Il labirinto legale e culturale
A questo muro di silenzio contribuisce un paradosso del sistema legale italiano. A fronte di leggi avanzate per la tutela delle vittime, la legislazione sulla diffamazione (art. 595 c.p.) agisce come un potente strumento di intimidazione, creando un forte “effetto raggelante”. La facilità con cui una persona accusata può presentare una controquerela per diffamazione sposta il rischio sulla vittima, inducendola a scegliere il silenzio. Il sistema giudiziario, che dovrebbe essere uno scudo, si trasforma così in una potenziale spada nelle mani dell’aggressore.
Per contrastare questo uso strumentale della legge, la soluzione più invocata a livello europeo è l’introduzione di una normativa anti-SLAPP (Strategic Lawsuit Against Public Participation). Le SLAPP, definite in italiano “querele temerarie”, sono proprio quelle cause legali intentate non per ottenere giustizia, ma per sfinire economicamente e psicologicamente l’avversario, costringendolo al silenzio.
Una legge efficace in questo senso prevederebbe diversi strumenti: in primo luogo, il rigetto anticipato, un meccanismo che permette al giudice di archiviare rapidamente una causa se ne riconosce i tratti intimidatori; in secondo luogo, sanzioni per chi abusa del diritto, con la possibilità per il giudice di condannare chi ha intentato la causa temeraria a pagare un risarcimento danni; infine, l’inversione dell’onere delle spese legali. L’insieme di queste misure creerebbe un potente disincentivo all’uso della diffamazione come strumento di minaccia.

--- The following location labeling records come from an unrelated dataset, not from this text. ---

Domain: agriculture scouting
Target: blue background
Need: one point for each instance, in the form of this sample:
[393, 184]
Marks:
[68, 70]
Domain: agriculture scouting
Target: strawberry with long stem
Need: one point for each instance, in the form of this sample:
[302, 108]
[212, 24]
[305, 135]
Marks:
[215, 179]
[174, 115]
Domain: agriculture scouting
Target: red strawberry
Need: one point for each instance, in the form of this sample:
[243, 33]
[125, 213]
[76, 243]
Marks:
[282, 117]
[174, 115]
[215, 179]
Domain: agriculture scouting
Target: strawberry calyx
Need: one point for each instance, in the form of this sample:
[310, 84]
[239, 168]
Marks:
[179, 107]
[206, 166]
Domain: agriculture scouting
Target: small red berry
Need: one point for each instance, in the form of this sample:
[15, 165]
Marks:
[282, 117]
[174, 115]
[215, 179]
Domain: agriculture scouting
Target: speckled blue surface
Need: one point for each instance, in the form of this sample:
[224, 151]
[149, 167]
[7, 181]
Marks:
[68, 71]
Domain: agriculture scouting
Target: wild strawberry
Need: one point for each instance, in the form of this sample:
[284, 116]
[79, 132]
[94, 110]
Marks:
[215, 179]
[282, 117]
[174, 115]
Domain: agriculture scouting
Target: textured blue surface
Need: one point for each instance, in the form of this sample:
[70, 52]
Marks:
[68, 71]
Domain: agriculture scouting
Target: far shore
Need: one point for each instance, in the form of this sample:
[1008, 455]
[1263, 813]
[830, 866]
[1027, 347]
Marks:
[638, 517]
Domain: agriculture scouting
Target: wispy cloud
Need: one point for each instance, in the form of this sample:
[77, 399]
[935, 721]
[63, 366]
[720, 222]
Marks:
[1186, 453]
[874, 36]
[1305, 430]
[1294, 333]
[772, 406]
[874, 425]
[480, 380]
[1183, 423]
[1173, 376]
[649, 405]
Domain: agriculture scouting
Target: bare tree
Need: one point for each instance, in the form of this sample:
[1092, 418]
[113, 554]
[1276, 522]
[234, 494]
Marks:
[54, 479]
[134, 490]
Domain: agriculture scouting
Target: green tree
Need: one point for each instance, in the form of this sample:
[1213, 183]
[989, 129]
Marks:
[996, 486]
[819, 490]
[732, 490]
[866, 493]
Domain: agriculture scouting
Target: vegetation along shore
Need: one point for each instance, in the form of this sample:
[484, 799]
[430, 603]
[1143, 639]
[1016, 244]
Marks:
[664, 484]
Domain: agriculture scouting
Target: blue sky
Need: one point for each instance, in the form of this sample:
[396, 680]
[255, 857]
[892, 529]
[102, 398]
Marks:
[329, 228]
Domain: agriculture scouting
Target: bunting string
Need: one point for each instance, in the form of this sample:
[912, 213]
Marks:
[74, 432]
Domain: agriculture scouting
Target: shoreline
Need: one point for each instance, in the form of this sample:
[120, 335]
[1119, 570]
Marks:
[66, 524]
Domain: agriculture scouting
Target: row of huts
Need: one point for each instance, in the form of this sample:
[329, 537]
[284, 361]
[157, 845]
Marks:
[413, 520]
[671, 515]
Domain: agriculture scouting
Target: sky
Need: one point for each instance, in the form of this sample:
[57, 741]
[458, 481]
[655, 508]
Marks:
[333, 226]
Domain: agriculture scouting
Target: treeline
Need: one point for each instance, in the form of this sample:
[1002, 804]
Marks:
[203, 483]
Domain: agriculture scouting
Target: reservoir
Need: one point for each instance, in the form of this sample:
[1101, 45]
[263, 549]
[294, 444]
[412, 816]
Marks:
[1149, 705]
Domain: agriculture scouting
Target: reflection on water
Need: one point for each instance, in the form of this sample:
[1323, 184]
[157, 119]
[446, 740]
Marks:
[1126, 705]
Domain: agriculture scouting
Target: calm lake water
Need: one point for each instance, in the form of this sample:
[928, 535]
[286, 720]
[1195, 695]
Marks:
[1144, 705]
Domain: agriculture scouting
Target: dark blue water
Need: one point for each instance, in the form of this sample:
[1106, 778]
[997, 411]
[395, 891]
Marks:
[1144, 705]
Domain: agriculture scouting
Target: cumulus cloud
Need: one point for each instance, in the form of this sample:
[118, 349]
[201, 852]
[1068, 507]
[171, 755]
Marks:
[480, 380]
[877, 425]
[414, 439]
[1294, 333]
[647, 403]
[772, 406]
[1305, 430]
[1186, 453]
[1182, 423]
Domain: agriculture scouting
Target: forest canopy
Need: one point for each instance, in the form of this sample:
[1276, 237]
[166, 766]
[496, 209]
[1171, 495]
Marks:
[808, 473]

Proprio su queste basi, l’Europa si è finalmente mossa. Nell’aprile del 2024 è stata adottata la Direttiva (UE) 2024/1069, la cosiddetta “direttiva anti-SLAPP”, che fissa uno standard minimo di protezione per tutti i Paesi membri. La situazione, tuttavia, è in piena evoluzione: gli Stati hanno tempo fino al 7 maggio 2026 per recepire la direttiva nelle proprie legislazioni nazionali.
Sebbene la norma europea si applichi obbligatoriamente solo ai casi transfrontalieri, essa rappresenta una spinta fondamentale per gli Stati ad agire anche a livello domestico. Storicamente, il primo passo era stato fatto da Malta dopo l’omicidio della giornalista Daphne Caruana Galizia. Oggi, i modelli più robusti a cui guardare sono quelli di paesi come l’Irlanda, che ha già approvato una legge molto protettiva, e il Belgio, citato come un esempio per come sta preparando una normativa nazionale che va oltre i requisiti minimi dell’UE.
Le voci del cambiamento e la responsabilità d’impresa
Nonostante questo quadro complesso, un ecosistema di resistenza sta crescendo. L’Associazione Nazionale Le Donne del Vino, la più grande del mondo con oltre 1100 socie, si è trasformata in un potente soggetto di advocacy. L’iniziativa più strategica è il protocollo d’intesa #TUNONSEISOLA, siglato nel gennaio 2024 con la Direzione Centrale Anticrimine della Polizia di Stato. L’accordo mira a usare la rete capillare dell’associazione per promuovere su tutto il territorio nazionale iniziative di formazione e sensibilizzazione.
La risposta del mondo imprenditoriale appare invece più disomogenea. Un’analisi dei codici etici di diverse aziende e consorzi rivela la presenza di principi generali di non discriminazione, ma raramente si trovano politiche anti-molestie specifiche, con procedure di denuncia chiare e sanzioni definite, col rischio che restino mere dichiarazioni di principio.
La strada per un cambiamento reale, in Italia come nel resto del mondo, è ardua ma non impossibile. Richiede un approccio olistico che agisca simultaneamente sul fronte culturale, legale ed economico. Rompere il silenzio, come insegna Isabelle Perraud, è il primo, indispensabile passo per coltivare un futuro che non sia solo di eccellenza enologica, ma che sia genuinamente radicato nel rispetto e nella dignità.